Parcela de brasileiros que defende punir adolescentes infratores como adultos vai a 70%, mostra Datafolha | Brasil
A parcela de brasileiros que defendem que adolescentes que cometem crimes devem ser punidos como adultos chegou a 70%, segundo a matriz ideológica do Datafolha. A reeducação dos menores infratores foi escolhida por 27%, e outros 3% não souberam responder.
Em 2022, 65% defendiam punição como a de adultos, enquanto 34% preferiam reeducação.
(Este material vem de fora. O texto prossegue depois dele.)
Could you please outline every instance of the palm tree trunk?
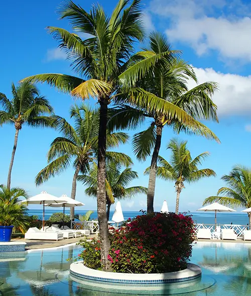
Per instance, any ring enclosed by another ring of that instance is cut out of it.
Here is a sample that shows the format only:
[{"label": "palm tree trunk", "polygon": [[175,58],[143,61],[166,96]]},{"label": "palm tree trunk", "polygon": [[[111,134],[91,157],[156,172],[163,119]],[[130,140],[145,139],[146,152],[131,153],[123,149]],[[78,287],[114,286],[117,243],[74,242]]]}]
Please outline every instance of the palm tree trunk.
[{"label": "palm tree trunk", "polygon": [[147,213],[154,212],[154,199],[155,191],[155,184],[156,182],[156,172],[157,167],[157,160],[161,144],[161,137],[162,135],[162,125],[157,125],[156,127],[156,141],[154,150],[152,156],[152,161],[149,173],[149,180],[148,182],[148,189],[147,191]]},{"label": "palm tree trunk", "polygon": [[[79,164],[77,166],[76,170],[75,171],[73,179],[72,179],[72,185],[71,185],[71,199],[73,199],[73,200],[75,200],[76,198],[76,191],[77,190],[77,178],[78,176],[78,173],[79,172],[80,170],[80,164]],[[71,220],[72,220],[74,219],[75,211],[74,208],[71,208],[70,216]]]},{"label": "palm tree trunk", "polygon": [[7,179],[7,188],[11,189],[11,179],[12,176],[12,167],[13,166],[13,162],[14,162],[14,157],[16,153],[16,149],[17,149],[17,145],[18,145],[18,134],[20,129],[16,129],[15,133],[15,137],[14,140],[14,146],[12,150],[12,158],[11,159],[11,163],[10,164],[10,167],[9,168],[8,178]]},{"label": "palm tree trunk", "polygon": [[99,104],[100,109],[97,158],[97,207],[99,226],[101,260],[103,269],[105,271],[108,270],[110,268],[110,262],[107,256],[110,246],[106,215],[105,190],[105,150],[108,108],[106,100],[101,99],[99,100]]},{"label": "palm tree trunk", "polygon": [[107,216],[107,221],[108,221],[109,219],[110,219],[110,205],[111,205],[110,202],[109,201],[108,201],[108,202],[107,202],[107,211],[106,212]]},{"label": "palm tree trunk", "polygon": [[247,215],[248,215],[248,219],[249,219],[249,230],[251,229],[251,213],[248,213]]},{"label": "palm tree trunk", "polygon": [[180,194],[181,190],[179,188],[177,189],[176,206],[175,207],[175,214],[179,213],[179,205],[180,204]]}]

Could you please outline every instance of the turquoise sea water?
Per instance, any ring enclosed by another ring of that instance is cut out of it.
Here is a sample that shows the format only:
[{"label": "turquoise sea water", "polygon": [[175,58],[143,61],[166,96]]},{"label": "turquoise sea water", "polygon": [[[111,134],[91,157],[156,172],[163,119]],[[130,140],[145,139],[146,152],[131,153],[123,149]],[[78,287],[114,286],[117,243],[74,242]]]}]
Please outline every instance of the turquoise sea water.
[{"label": "turquoise sea water", "polygon": [[[56,212],[62,212],[62,209],[45,209],[45,219],[48,219]],[[86,211],[79,210],[75,209],[75,212],[76,214],[85,214]],[[65,210],[65,214],[70,214],[68,210]],[[113,212],[110,213],[110,219],[111,219]],[[197,212],[190,213],[192,215],[194,221],[197,223],[204,223],[204,224],[214,224],[214,213],[213,212]],[[36,215],[42,219],[43,212],[41,210],[29,210],[29,214],[30,215]],[[128,218],[132,218],[138,215],[141,215],[139,212],[129,212],[125,211],[123,212],[124,218],[127,220]],[[97,214],[96,211],[91,216],[91,218],[94,219],[97,219]],[[248,223],[247,215],[245,213],[217,213],[217,221],[220,224],[230,224],[232,222],[233,224],[239,224],[240,225],[246,225]]]},{"label": "turquoise sea water", "polygon": [[[69,275],[77,246],[43,251],[0,254],[2,296],[125,296],[185,295],[247,296],[251,294],[251,244],[199,242],[191,262],[202,267],[201,278],[182,284],[166,284],[154,290],[117,289],[107,285],[105,291],[95,285],[73,281]],[[115,292],[113,292],[115,291]]]}]

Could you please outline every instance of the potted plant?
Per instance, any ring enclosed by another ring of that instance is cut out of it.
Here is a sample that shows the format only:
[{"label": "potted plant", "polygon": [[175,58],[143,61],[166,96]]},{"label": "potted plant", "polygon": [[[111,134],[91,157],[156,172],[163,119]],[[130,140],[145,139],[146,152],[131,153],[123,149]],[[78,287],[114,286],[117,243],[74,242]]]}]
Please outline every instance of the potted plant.
[{"label": "potted plant", "polygon": [[0,185],[0,242],[11,241],[14,228],[24,233],[28,225],[27,207],[19,203],[21,196],[28,198],[24,189]]}]

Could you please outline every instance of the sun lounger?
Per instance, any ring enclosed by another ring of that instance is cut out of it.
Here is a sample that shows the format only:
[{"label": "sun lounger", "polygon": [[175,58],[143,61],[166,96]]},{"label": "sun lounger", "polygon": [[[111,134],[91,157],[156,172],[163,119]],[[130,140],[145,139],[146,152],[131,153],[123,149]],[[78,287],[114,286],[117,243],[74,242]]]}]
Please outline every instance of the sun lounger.
[{"label": "sun lounger", "polygon": [[242,238],[243,241],[251,241],[251,230],[244,230]]},{"label": "sun lounger", "polygon": [[[63,229],[63,226],[61,226],[60,229]],[[71,229],[68,226],[65,226],[64,230],[75,231],[77,233],[80,233],[81,235],[86,235],[86,236],[90,235],[90,231],[88,229]]]},{"label": "sun lounger", "polygon": [[25,234],[26,240],[58,241],[63,238],[63,233],[55,231],[41,231],[37,227],[31,227]]},{"label": "sun lounger", "polygon": [[[63,226],[61,228],[59,228],[59,226],[58,224],[52,224],[51,226],[52,227],[53,227],[57,230],[60,232],[68,232],[73,233],[73,237],[79,237],[81,236],[81,232],[77,230],[74,230],[74,229],[70,229],[68,227],[68,226],[65,226],[64,229],[63,229]],[[66,229],[66,227],[68,227],[68,229]]]},{"label": "sun lounger", "polygon": [[67,230],[61,230],[60,228],[55,227],[52,225],[51,227],[46,229],[46,232],[55,231],[55,232],[61,233],[63,234],[63,237],[64,238],[73,238],[74,234],[73,231],[67,231]]},{"label": "sun lounger", "polygon": [[234,233],[233,229],[222,229],[220,234],[222,240],[237,240],[237,234]]},{"label": "sun lounger", "polygon": [[210,229],[200,228],[197,233],[197,238],[211,239],[211,235]]}]

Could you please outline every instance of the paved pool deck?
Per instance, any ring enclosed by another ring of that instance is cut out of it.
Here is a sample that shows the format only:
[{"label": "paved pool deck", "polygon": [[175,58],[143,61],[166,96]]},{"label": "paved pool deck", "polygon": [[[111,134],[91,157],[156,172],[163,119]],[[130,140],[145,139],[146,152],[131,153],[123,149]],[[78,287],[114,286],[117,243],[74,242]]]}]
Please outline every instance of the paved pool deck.
[{"label": "paved pool deck", "polygon": [[[75,238],[64,239],[60,241],[46,241],[36,240],[25,240],[25,239],[19,239],[12,240],[11,241],[25,242],[27,244],[26,250],[34,250],[36,249],[46,249],[47,248],[55,248],[55,247],[62,247],[66,245],[78,243],[83,239],[84,237],[77,237]],[[89,238],[97,237],[96,235],[91,235],[89,236],[85,237]]]}]

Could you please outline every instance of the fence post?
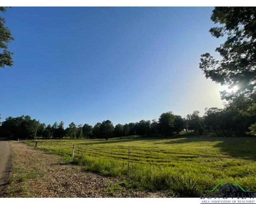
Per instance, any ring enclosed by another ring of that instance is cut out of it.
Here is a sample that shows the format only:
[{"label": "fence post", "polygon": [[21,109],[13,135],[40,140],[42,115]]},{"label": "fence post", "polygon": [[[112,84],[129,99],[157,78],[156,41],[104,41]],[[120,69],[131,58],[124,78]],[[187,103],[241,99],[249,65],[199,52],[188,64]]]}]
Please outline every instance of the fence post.
[{"label": "fence post", "polygon": [[74,158],[74,153],[75,152],[75,145],[74,144],[73,145],[73,155],[72,155],[72,159],[73,159],[73,158]]},{"label": "fence post", "polygon": [[130,169],[130,148],[128,148],[128,171]]}]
A pergunta compõe o eixo de comportamento da matriz ideológica do Datafolha. Embora o questionário use a formulação “adolescentes que cometem crimes”, a legislação brasileira trata essas condutas como atos infracionais quando praticadas por menores de 18 anos.
Entre evangélicos, 75% defendem que adolescentes sejam punidos como adultos. Entre católicos, o percentual é de 72%. A reeducação é escolhida por 24% dos evangélicos e 25% dos católicos.
No recorte por intenção de voto presidencial, 61% dos eleitores de Lula (PT) defendem punição como adultos, e 37%, reeducação. Entre eleitores de Flávio Bolsonaro (PL), os percentuais são 81% e 17%, respectivamente.
A pesquisa também mostra que a maioria dos brasileiros afirma concordar mais com a frase de que “o uso de drogas deve ser proibido porque toda a sociedade sofre com as consequências”. A resposta foi escolhida por 85% dos entrevistados.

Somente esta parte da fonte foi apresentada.